If one day we finally prove the normality of $\pi $, would we be able to say that we have ourselves a sure-fire truly random number generator?
4 Answers
Not random. Never random. Evenly distributed, and pseudo-random yes. Pi is defined before you calculate it, so its not random, just unknowable before you calculate each digit. If you pick digits that have not been calculated or formulated (or just not know to you) then it is for all practical purposes it is random.
TL;DR version
No, but you can use it as such for simple applications
- 3,024
Tomorrow's lottery numbers are random. Yesterday's are not. Pi is like the latter.
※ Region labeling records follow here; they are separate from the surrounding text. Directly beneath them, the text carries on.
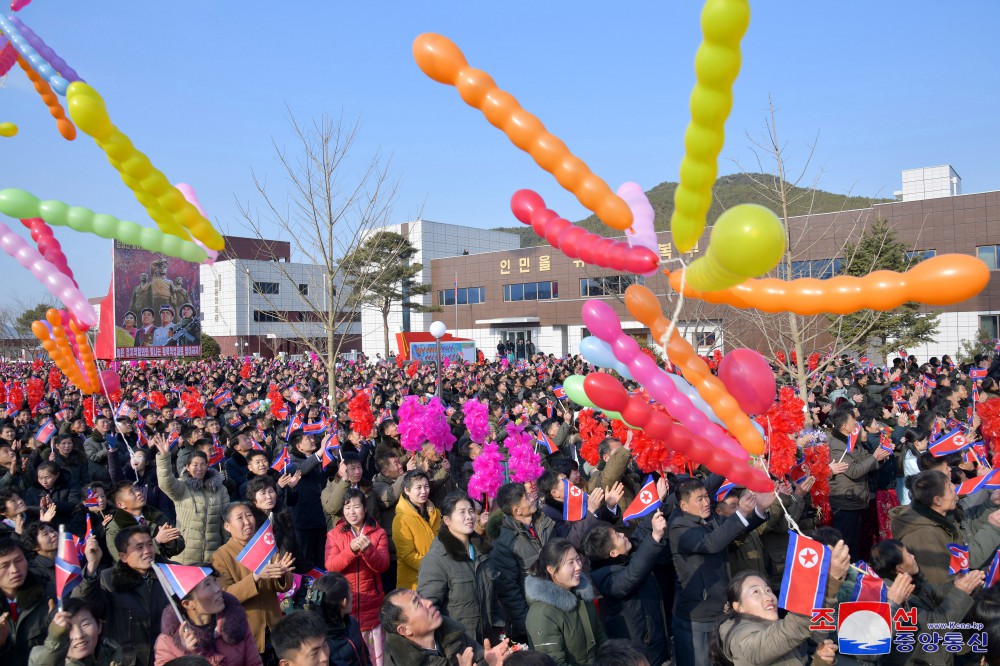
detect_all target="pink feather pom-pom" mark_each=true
[469,442,503,500]
[421,397,455,453]
[504,424,545,483]
[462,399,490,444]
[398,395,426,452]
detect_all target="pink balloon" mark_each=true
[98,369,122,395]
[719,349,777,416]
[0,222,97,328]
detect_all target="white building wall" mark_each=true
[361,220,520,357]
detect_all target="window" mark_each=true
[976,245,1000,271]
[979,315,1000,340]
[906,250,937,264]
[253,282,278,295]
[503,281,559,303]
[778,258,844,280]
[253,310,281,324]
[438,287,486,305]
[580,275,646,296]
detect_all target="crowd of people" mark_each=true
[0,345,1000,666]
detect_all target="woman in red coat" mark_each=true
[326,488,389,666]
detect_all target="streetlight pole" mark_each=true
[430,321,448,398]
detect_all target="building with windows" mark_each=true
[200,236,361,357]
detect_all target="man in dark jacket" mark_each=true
[379,589,510,666]
[0,537,55,665]
[669,478,774,666]
[73,526,170,666]
[583,511,670,664]
[493,483,555,643]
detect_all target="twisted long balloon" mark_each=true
[413,32,632,230]
[670,254,990,315]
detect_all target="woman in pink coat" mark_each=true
[326,488,389,666]
[153,576,263,666]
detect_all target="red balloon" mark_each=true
[719,349,777,416]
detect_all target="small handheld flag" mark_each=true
[56,525,83,610]
[622,474,660,523]
[236,518,278,574]
[927,428,972,458]
[562,479,587,523]
[778,530,831,617]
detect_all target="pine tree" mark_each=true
[830,219,938,352]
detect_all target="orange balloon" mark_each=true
[625,284,764,456]
[413,32,632,231]
[17,56,76,141]
[670,254,990,315]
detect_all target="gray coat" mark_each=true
[417,526,484,642]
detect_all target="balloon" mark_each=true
[0,13,69,95]
[0,222,97,328]
[21,217,79,287]
[617,182,660,277]
[413,32,632,230]
[580,335,632,379]
[719,349,777,414]
[68,81,225,249]
[0,36,17,76]
[670,0,750,252]
[563,375,621,421]
[583,292,752,462]
[670,254,990,315]
[17,56,76,141]
[510,190,660,275]
[0,187,207,262]
[7,14,83,83]
[685,204,785,291]
[174,183,219,266]
[624,285,764,456]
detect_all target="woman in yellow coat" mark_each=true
[392,469,441,590]
[212,502,295,654]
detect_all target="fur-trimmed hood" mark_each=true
[160,592,250,658]
[524,574,594,613]
[181,467,222,494]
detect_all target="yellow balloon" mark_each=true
[670,0,750,253]
[685,204,786,291]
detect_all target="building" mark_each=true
[200,236,361,357]
[392,166,1000,358]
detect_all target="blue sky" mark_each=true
[0,0,1000,302]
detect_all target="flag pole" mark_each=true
[153,562,186,624]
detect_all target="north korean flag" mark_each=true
[984,548,1000,587]
[35,419,56,444]
[622,474,660,523]
[851,560,887,602]
[271,446,292,474]
[563,479,587,523]
[236,518,278,574]
[778,530,831,617]
[927,428,972,458]
[56,532,83,599]
[948,543,969,576]
[536,430,559,455]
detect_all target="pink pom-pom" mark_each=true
[469,442,503,500]
[462,399,490,444]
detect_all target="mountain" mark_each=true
[494,173,894,247]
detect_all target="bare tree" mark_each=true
[726,96,896,416]
[237,112,398,396]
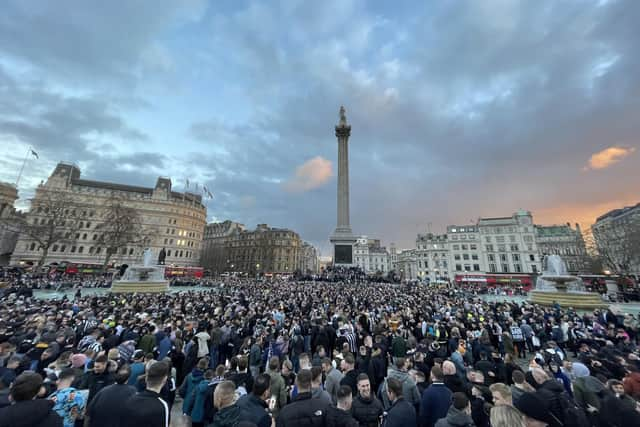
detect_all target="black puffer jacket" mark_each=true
[325,406,358,427]
[276,392,329,427]
[0,399,62,427]
[351,394,384,427]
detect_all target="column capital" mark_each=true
[336,125,351,138]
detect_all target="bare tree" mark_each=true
[592,217,640,275]
[2,189,80,266]
[96,196,152,269]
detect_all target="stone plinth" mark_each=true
[111,280,169,293]
[529,291,608,309]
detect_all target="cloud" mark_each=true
[284,156,333,193]
[585,147,636,170]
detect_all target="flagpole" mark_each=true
[16,147,31,188]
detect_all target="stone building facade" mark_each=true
[202,221,303,276]
[0,182,20,265]
[11,163,207,266]
[535,223,590,274]
[353,236,391,274]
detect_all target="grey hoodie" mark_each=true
[382,365,420,408]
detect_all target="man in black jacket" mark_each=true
[351,374,384,427]
[119,362,169,427]
[325,385,358,427]
[0,372,62,427]
[85,365,136,427]
[238,374,271,427]
[76,355,115,403]
[382,378,416,427]
[276,369,329,427]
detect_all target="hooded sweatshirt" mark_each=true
[0,399,62,427]
[435,405,474,427]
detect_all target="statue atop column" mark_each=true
[338,105,347,126]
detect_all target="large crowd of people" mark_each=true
[0,278,640,427]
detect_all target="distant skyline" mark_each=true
[0,0,640,254]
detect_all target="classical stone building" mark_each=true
[591,203,640,277]
[11,163,207,266]
[0,182,20,265]
[477,211,541,273]
[202,221,302,276]
[298,242,320,274]
[415,233,453,282]
[200,220,245,274]
[353,236,390,274]
[535,223,590,273]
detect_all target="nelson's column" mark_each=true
[329,107,356,267]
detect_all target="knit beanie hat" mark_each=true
[71,353,87,368]
[513,392,550,423]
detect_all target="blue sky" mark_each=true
[0,0,640,253]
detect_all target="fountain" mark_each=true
[530,255,607,308]
[111,248,169,292]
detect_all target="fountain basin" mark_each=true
[529,291,608,309]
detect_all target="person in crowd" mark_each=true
[276,369,329,427]
[489,383,513,405]
[325,385,359,427]
[340,353,358,396]
[419,366,453,427]
[75,355,115,404]
[119,362,170,427]
[490,405,527,427]
[435,392,474,427]
[211,381,240,427]
[0,372,63,427]
[382,378,416,427]
[311,366,333,405]
[322,357,344,405]
[238,374,271,427]
[49,368,86,427]
[351,373,384,427]
[85,365,136,427]
[266,356,286,417]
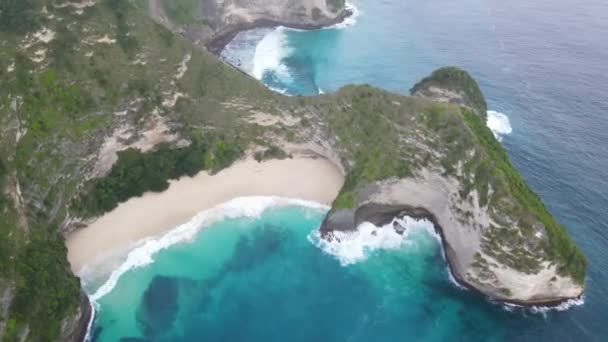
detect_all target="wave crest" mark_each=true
[327,2,363,29]
[486,110,513,141]
[308,216,441,266]
[251,26,293,81]
[89,196,329,303]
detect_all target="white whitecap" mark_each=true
[486,110,513,141]
[251,26,293,81]
[308,216,441,266]
[327,2,363,29]
[89,196,329,303]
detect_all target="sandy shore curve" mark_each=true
[66,157,344,273]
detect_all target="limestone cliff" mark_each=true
[0,0,585,341]
[322,68,585,305]
[149,0,350,54]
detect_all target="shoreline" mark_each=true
[205,8,355,57]
[320,203,584,310]
[66,156,344,274]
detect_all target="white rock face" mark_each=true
[220,0,338,24]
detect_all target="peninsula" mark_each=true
[0,0,586,341]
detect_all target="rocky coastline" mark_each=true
[319,203,582,308]
[205,8,354,56]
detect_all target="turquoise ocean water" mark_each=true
[85,0,608,341]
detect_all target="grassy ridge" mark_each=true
[410,67,488,120]
[72,135,243,217]
[461,108,586,284]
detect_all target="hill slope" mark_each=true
[0,0,585,341]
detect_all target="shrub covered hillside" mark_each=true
[0,0,585,341]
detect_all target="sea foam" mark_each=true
[251,26,293,81]
[308,216,441,266]
[486,110,513,141]
[89,196,329,303]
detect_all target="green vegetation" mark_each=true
[410,67,488,121]
[160,0,198,24]
[0,0,41,33]
[325,0,345,12]
[104,0,140,59]
[254,145,291,162]
[72,135,243,217]
[312,7,322,21]
[5,227,80,341]
[462,108,586,284]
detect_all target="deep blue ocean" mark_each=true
[87,0,608,342]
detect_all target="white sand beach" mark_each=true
[66,157,344,272]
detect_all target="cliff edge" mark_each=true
[321,67,585,306]
[148,0,352,55]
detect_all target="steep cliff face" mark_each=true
[148,0,350,53]
[0,0,585,341]
[322,68,585,305]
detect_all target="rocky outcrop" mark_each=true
[149,0,352,54]
[321,67,585,306]
[59,292,93,342]
[321,171,583,306]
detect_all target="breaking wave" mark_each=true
[308,216,441,266]
[486,110,513,141]
[327,2,362,29]
[251,26,293,81]
[501,295,585,316]
[89,196,329,303]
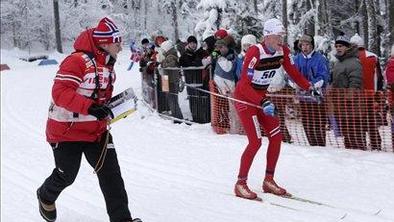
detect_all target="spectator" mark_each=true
[332,35,366,150]
[127,40,141,71]
[214,35,240,134]
[37,18,141,222]
[234,19,318,199]
[160,40,183,123]
[179,36,210,123]
[294,34,330,146]
[140,38,157,109]
[214,29,228,40]
[293,39,301,56]
[350,33,383,150]
[385,45,394,150]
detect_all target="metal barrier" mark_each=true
[142,67,211,123]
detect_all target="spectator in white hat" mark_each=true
[350,33,384,150]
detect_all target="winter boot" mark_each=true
[234,180,257,200]
[37,188,56,222]
[263,176,287,196]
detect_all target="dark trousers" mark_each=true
[165,70,183,119]
[40,135,131,222]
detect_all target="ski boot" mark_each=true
[263,176,287,196]
[234,180,257,200]
[37,188,56,222]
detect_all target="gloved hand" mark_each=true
[309,86,323,103]
[261,99,276,116]
[88,103,114,120]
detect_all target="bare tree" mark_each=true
[387,1,394,45]
[360,0,369,48]
[282,0,289,42]
[171,0,179,40]
[53,0,63,53]
[365,0,379,53]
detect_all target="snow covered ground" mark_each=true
[1,47,394,222]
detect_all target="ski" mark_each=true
[265,193,382,219]
[107,88,138,124]
[140,100,195,125]
[229,194,348,220]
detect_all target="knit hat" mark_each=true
[241,34,257,45]
[214,29,228,39]
[263,18,286,36]
[187,35,197,44]
[335,33,350,47]
[215,35,235,48]
[93,17,122,45]
[160,40,174,52]
[350,33,365,48]
[298,34,315,49]
[155,35,166,46]
[141,38,149,45]
[203,35,216,49]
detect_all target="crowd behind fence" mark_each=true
[142,67,394,152]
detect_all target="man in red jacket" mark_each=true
[385,44,394,149]
[234,19,320,199]
[350,33,384,150]
[37,18,140,222]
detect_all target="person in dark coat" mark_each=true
[179,36,210,123]
[331,35,366,150]
[294,34,330,146]
[160,40,183,123]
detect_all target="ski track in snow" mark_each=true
[1,50,394,222]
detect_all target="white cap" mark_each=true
[160,40,174,52]
[263,18,286,36]
[350,33,365,47]
[241,34,257,51]
[241,34,257,45]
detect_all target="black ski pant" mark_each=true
[40,133,131,222]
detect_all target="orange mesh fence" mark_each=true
[210,82,394,151]
[142,67,394,151]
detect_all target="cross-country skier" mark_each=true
[37,18,141,222]
[234,18,320,199]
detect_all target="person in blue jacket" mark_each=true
[294,34,330,146]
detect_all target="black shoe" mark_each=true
[37,188,56,222]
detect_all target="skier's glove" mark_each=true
[309,86,323,103]
[261,99,276,116]
[88,103,114,120]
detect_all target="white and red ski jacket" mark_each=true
[235,43,311,105]
[46,29,115,143]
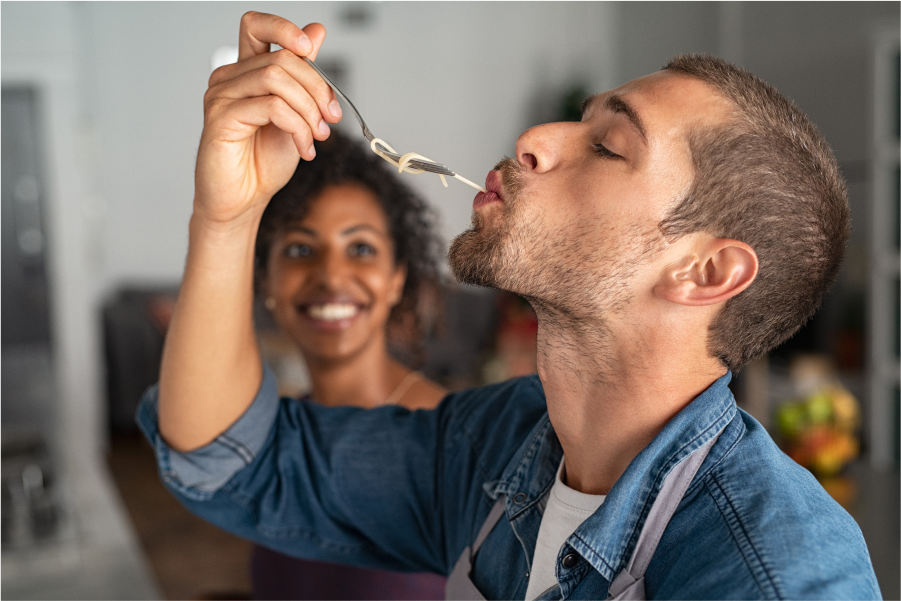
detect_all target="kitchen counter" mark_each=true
[0,432,162,601]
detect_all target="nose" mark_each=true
[316,250,348,291]
[516,122,579,173]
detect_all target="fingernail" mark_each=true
[297,35,313,54]
[328,100,341,119]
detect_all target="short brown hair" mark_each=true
[660,55,851,370]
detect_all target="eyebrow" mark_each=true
[285,223,388,238]
[582,94,648,145]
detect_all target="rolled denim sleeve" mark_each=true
[136,365,279,501]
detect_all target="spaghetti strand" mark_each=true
[369,138,488,192]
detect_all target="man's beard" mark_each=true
[447,157,522,289]
[447,157,663,323]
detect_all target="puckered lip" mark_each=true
[485,170,504,202]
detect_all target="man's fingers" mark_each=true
[238,11,325,61]
[207,50,341,126]
[208,95,316,161]
[207,63,330,140]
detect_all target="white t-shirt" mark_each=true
[526,460,605,601]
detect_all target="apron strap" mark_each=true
[471,496,504,556]
[444,496,504,601]
[610,433,720,599]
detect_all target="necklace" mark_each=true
[382,371,422,405]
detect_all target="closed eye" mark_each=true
[591,144,623,159]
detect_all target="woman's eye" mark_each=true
[348,242,376,257]
[285,244,313,259]
[592,144,623,159]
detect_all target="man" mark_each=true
[138,13,879,600]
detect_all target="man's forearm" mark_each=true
[159,211,262,451]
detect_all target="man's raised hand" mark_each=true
[194,12,341,223]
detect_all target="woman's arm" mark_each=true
[159,12,341,451]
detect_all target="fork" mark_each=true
[303,57,485,191]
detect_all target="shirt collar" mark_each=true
[485,373,738,580]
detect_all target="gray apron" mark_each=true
[444,434,719,601]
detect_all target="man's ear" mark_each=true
[654,238,759,306]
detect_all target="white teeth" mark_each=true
[307,303,359,321]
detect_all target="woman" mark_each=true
[251,133,447,601]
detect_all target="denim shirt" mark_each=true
[137,369,881,601]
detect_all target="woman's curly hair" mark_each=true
[254,130,440,354]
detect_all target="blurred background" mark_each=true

If you're not convinced, we can take a bet on yesterday's numbers. :-)
- 82,796
A wonderful paper by Jacques Dutka I chanced to see in the 1970's put a million digit pi expansion through a rigorous set of tests for uniformity and unpredictability and showed it was significantly better that the best RNG at the time. Its utility was not limited by the "fact" that since it was entirely known to a million digits, and was an ontic fact (the certain relationship between a radius and circumference) it could not ITSELF be random.
-
Your answer could be improved with additional supporting information. Please [edit] to add further details, such as citations or documentation, so that others can confirm that your answer is correct. You can find more information on how to write good answers in the help center. – Community Feb 20 '24 at 04:03
The definition of random is unpredictable. $\pi$'s digits have been calculated to billions of digits and they are all public information. You might be able to use a random range of the digits, but then you would need a separate method to select that range.
- 10,716
But you would indeed get a randomness expander: from any (e.g. constant) number of truly random bits, you could get arbitrarily many more.